The USB-C connector has this tab in the middle that's liable to get damaged if it's just done cheaply enough. It's also an amazing design to collect all sorts of crud (relevant for mobile devices) that will stuff up the contacts and make the connector fail in various, strange ways. (If your phone doesn't charge properly, try cleaning the connector, there's a good chance that'll solve your problem if it suddenly stopped fast charging) It's also really difficult to clean without again, not damaging it. It's a good design in a vacuum where you want to get as much contact surface on as small as possible an area. They didn't consider things like robustness. Buy the new one next year! I'm not even touching the various ways this port gets wrongly implemented or I'll still be writing next december.
I'm sort of obsessed with small, low power computing devices and I absolutely hate how they're all these flat slabs nowadays that'll break in two if you look at them funny.

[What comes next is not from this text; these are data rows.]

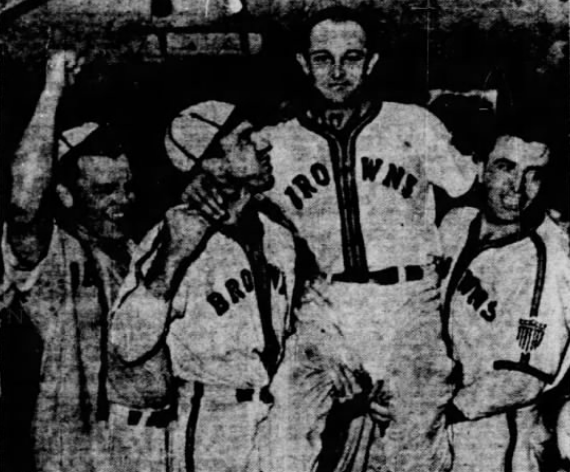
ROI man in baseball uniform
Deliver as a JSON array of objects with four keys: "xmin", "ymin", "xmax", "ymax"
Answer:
[
  {"xmin": 0, "ymin": 51, "xmax": 160, "ymax": 472},
  {"xmin": 187, "ymin": 8, "xmax": 475, "ymax": 472},
  {"xmin": 441, "ymin": 130, "xmax": 570, "ymax": 472},
  {"xmin": 111, "ymin": 102, "xmax": 304, "ymax": 472}
]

I have a Q616 2-in-1 tablet that is one of the few devices that gives me the vibe of retro computer robustness, connectors behind little dust-proofing flaps and everything.
Browse their 2-in-1 devices, they have a really fun, 80s blade-runnery kind of design, for the lack of a better word. Sadly their stats are not very impressive, especially for the price. Of course I took the Q616 apart and it's just as robust on the inside. Stark contrast to the similar vintage Thinkpad 2-in-1 I have that's functionally better but not nearly as nicely built. Of course they're both antiques but I doubt the newer Thinkpads are any better re: robustness. I'm not going to find out if the Q7312 is as that thing is priced at 3k. I don't think anyone outside of businesses with contracts actually owns one. That said they also have a nice Pentium Silver one I'm gonna pick up if I ever see it at a reasonable price and condition.